Harry R. Taylor received the foundation for his educational training in the public schools of New York City, and was ten years of age when he accompanied the family to Illinois. There, while growing up on the home farm, he finished his primary education in the graded schools of Jacksonville, and in 1896 was graduated from the Jacksonville High School, in the meantime spending some time in a visit to the World’s Columbian Exposition at Chicago. The Spanish-American war came on while Doctor Taylor was still on the farm, and with other young men of his community he enlisted in the volunteer service, being attached to the medical corps, with which he served throughout the campaign in Cuba. His term of enlistment expiring, he veteranized in 1899, and was sent to the Philippine Islands, where he was identified with a medical corps until 1900 and was then appointed a recruiting officer and stationed at Louisville, Kentucky, for two years.

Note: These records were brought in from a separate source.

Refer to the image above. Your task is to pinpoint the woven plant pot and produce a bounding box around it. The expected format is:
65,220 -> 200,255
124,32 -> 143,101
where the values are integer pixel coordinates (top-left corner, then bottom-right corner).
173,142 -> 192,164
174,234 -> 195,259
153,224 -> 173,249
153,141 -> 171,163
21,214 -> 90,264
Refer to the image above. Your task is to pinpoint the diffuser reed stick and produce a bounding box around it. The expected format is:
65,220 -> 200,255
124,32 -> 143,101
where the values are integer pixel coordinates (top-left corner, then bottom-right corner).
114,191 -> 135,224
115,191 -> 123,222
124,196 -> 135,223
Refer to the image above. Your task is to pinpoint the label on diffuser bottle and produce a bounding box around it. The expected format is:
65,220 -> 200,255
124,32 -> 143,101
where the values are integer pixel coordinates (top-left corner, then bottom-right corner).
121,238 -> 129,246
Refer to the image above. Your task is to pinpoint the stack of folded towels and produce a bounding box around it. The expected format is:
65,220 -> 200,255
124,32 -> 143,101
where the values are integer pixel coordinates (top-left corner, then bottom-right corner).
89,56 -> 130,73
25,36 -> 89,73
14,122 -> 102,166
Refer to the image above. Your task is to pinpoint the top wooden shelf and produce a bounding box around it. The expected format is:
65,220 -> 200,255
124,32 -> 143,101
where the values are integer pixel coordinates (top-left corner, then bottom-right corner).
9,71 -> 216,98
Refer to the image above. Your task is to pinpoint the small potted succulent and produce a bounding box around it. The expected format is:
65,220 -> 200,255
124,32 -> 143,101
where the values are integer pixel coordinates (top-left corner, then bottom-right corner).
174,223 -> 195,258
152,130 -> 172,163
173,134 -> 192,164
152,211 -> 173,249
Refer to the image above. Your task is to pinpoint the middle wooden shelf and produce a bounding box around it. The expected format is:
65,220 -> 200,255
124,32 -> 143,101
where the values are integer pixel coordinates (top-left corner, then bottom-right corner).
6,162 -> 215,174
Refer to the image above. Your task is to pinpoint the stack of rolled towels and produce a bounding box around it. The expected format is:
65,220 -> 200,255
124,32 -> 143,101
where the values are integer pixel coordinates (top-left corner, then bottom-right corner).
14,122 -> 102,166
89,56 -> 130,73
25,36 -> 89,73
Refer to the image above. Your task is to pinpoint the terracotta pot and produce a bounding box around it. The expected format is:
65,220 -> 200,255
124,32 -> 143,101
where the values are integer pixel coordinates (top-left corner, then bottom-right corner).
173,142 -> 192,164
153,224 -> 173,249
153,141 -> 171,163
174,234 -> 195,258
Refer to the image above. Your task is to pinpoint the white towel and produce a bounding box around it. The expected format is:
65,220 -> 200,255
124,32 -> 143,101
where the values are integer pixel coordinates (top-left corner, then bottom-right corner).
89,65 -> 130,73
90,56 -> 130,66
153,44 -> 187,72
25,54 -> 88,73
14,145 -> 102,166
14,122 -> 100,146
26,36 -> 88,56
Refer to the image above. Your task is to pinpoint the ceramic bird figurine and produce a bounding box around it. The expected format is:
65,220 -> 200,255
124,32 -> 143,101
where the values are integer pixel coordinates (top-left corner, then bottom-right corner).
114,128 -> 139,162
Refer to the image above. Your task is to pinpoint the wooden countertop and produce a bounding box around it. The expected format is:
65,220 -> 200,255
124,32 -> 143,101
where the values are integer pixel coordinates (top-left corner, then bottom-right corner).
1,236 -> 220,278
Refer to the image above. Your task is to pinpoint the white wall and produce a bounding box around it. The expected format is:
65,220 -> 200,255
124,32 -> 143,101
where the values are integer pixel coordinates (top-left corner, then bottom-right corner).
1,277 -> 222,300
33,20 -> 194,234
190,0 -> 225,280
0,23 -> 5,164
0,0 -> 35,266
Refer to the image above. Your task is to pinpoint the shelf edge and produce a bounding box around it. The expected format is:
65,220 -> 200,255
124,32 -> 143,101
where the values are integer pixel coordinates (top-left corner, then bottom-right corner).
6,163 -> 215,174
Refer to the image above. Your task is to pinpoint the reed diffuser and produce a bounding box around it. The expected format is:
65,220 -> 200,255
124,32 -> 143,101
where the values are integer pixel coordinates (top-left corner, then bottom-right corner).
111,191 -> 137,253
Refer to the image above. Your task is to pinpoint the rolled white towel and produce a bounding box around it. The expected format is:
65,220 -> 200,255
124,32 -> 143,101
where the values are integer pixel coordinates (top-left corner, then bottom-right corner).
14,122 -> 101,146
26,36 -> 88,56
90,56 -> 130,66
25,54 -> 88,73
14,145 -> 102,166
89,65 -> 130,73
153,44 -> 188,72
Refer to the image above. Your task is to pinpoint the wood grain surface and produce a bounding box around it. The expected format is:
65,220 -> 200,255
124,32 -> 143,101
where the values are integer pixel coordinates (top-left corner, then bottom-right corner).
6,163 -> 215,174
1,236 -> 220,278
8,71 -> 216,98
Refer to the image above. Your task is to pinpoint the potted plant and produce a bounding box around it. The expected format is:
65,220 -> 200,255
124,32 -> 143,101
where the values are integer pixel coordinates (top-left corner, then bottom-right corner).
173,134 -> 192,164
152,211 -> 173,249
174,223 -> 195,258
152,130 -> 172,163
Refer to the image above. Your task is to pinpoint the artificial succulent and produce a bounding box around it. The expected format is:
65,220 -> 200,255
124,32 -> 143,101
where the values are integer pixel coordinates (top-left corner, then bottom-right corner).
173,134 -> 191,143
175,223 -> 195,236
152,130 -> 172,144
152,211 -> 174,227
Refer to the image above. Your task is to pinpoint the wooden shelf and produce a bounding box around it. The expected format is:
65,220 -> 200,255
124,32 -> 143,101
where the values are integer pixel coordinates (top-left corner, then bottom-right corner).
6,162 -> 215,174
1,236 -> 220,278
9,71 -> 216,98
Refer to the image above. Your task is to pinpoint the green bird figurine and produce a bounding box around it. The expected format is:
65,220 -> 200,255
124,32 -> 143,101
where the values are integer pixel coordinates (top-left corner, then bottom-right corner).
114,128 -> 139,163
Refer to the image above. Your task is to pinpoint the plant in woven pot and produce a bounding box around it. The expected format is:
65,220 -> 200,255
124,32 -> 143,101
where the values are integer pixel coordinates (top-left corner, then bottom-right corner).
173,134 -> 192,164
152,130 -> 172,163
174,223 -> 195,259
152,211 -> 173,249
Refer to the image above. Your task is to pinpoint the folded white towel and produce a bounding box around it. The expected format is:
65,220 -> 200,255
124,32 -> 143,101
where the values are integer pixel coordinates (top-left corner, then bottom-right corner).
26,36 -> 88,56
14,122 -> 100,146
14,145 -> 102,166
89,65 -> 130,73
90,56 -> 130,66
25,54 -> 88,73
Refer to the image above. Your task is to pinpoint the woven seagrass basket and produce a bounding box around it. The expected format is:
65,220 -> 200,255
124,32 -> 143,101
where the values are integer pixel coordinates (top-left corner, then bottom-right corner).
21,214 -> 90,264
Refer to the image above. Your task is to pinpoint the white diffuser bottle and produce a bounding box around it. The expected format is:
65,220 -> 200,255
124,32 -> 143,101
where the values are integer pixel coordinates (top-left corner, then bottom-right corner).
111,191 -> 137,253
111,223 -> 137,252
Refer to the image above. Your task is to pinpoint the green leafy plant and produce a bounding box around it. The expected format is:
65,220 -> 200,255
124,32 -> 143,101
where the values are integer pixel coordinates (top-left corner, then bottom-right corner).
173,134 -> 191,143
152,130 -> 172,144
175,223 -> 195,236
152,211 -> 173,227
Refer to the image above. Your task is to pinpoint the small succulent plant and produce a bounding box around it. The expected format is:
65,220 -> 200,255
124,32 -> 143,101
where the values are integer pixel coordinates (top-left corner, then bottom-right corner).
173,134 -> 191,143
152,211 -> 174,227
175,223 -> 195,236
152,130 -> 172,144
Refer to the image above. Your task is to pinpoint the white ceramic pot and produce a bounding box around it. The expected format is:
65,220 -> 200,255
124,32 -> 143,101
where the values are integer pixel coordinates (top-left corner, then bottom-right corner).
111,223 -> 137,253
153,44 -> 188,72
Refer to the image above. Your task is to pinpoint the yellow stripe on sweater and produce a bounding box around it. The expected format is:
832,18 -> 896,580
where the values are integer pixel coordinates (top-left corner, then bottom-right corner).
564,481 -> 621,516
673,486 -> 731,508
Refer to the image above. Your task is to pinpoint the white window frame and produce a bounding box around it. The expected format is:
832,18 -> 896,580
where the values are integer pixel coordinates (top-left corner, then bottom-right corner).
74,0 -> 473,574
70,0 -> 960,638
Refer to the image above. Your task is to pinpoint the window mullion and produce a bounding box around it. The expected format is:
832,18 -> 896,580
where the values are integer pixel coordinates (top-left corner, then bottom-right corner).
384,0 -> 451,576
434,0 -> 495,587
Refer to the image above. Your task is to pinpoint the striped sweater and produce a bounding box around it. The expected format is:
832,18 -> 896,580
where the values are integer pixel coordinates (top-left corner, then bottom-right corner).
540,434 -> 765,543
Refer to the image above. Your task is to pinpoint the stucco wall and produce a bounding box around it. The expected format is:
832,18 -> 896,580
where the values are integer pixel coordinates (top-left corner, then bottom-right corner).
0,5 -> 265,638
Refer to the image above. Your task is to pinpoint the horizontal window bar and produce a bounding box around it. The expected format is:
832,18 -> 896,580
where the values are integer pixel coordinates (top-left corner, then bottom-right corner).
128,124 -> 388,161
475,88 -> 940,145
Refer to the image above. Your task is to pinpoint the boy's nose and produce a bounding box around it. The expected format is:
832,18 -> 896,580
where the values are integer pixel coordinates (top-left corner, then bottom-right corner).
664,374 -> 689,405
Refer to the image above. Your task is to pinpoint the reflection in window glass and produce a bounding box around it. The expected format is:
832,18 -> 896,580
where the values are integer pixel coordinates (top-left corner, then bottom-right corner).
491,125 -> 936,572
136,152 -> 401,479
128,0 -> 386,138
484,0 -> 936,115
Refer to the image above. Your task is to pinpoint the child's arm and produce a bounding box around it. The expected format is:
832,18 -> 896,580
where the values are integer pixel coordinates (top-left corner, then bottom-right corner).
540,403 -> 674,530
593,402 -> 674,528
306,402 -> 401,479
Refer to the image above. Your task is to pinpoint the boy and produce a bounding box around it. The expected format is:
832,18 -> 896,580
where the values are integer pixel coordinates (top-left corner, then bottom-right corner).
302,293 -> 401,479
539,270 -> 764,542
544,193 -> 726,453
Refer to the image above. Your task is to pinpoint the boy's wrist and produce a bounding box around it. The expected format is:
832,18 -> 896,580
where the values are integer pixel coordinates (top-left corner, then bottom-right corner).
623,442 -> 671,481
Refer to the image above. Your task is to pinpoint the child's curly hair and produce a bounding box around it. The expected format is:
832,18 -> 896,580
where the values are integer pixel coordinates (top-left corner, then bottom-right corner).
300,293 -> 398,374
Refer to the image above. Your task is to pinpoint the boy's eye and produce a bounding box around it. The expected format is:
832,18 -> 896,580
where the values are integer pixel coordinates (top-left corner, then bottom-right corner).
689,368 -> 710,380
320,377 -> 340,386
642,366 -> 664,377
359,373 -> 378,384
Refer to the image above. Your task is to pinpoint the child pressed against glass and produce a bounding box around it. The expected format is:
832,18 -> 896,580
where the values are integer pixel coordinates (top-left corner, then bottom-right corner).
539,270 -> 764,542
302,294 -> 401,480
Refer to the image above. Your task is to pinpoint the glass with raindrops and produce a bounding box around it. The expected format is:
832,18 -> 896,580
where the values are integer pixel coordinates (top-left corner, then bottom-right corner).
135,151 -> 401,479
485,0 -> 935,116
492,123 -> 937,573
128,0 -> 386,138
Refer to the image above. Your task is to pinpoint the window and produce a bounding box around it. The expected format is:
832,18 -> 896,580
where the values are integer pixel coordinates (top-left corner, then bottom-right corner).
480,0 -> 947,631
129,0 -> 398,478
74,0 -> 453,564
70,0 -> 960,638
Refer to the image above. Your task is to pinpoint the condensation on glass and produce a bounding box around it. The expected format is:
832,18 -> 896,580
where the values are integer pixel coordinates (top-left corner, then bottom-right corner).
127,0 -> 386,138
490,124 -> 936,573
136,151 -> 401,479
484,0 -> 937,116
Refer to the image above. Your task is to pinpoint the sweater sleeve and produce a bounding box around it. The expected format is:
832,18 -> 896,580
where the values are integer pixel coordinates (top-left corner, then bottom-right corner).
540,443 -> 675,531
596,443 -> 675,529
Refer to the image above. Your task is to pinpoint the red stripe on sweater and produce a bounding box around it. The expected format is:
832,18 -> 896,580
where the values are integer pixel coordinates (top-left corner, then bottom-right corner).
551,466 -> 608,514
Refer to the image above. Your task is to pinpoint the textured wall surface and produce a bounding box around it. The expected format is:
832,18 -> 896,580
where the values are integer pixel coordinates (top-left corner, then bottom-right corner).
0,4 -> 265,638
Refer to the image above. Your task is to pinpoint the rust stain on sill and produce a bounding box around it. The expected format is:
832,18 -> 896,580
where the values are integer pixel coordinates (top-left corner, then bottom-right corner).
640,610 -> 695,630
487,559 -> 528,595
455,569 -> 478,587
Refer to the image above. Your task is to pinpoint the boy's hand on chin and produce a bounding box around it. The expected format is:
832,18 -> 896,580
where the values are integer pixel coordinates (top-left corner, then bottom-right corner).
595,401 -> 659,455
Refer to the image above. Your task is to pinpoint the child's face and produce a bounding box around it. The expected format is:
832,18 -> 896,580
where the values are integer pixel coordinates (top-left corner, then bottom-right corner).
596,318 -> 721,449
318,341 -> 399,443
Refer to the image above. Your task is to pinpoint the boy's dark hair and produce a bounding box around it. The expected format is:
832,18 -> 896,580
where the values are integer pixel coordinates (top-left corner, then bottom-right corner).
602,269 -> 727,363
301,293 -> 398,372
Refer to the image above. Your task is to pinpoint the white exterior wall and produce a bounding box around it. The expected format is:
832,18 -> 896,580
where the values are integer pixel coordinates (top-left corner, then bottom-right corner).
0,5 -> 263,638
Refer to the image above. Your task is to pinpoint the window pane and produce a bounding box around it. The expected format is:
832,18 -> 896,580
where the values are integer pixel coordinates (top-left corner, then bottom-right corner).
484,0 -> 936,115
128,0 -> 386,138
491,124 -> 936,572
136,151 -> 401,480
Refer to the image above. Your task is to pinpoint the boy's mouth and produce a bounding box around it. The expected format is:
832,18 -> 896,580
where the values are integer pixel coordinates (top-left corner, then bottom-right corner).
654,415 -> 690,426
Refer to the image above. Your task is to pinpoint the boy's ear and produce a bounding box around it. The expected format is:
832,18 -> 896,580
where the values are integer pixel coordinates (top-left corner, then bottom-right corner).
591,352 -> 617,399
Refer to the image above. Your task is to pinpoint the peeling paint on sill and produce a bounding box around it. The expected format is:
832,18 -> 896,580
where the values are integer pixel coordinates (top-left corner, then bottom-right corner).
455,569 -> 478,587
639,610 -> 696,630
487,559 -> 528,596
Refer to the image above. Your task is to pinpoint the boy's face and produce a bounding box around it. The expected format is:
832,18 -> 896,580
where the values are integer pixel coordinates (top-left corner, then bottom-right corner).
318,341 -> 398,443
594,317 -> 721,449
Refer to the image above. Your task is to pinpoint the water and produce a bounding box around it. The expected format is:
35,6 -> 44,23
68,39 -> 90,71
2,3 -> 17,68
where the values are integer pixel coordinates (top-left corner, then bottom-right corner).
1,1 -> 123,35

His military service completed, Doctor Taylor returned to the home farm for a time, but his Cuban and Philippine experiences had created in him a desire to enter the medical profession, and in 1906 he entered the medical department of the University of Louisville, from which he was graduated in 1910, after a full course of four years. With his newly acquired degree of Doctor of Medicine he came to Eldorado, October 10, 1910, and here commenced practice. As other young physicians have before him, Doctor Taylor was forced to pass through the probationary period, but his skill and learning soon attracted patients to him, and from then to the present his practice has been growing steadily. Doctor Taylor’s practice in medicine and surgery is general in its lines, embracing all departments of the calling, and his well-appointed offices are located in the Corner Drug Store Building, corner of Main and Fourth streets. He has continued to be a close and careful student of the profession, realizing that the modern physician must keep closely in touch with the advancements being constantly made if he desires success, and is a member of the Jackson County Medical Society, the Oklahoma State Medical Society and the American Medical Association. His political inclinations make him a republican, but professional duties and responsibilities have been so engrossing as to preclude the idea of active participation in public life. With his family he belongs to the Methodist Episcopal Church. Doctor Taylor is a thirty-second degree Mason, belonging to Eldorado Lodge No. 181, Ancient, Free and Accepted Masons; Eldorado Chapter No. 56, Royal Arch Masons; Eldorado Council No. 19; Eldorado Commandery No. 27, Knights Templar, and Consistory No. 1, Valley of Guthrie; and also holds membership in Eldorado Lodge of the Independent Order of Odd Fellows and Mesquite Camp No. 69, Woodmen of the World, at Eldorado.
At Jeffersonville, Indiana, in 1902, Doctor Taylor was married to Miss Georgia Rogers, daughter of the late H. C. Rogers, a stockman, who died at Litchfield, Kentucky, in 1914. Doctor and Mrs. Taylor have had one child, Clay, who died in infancy.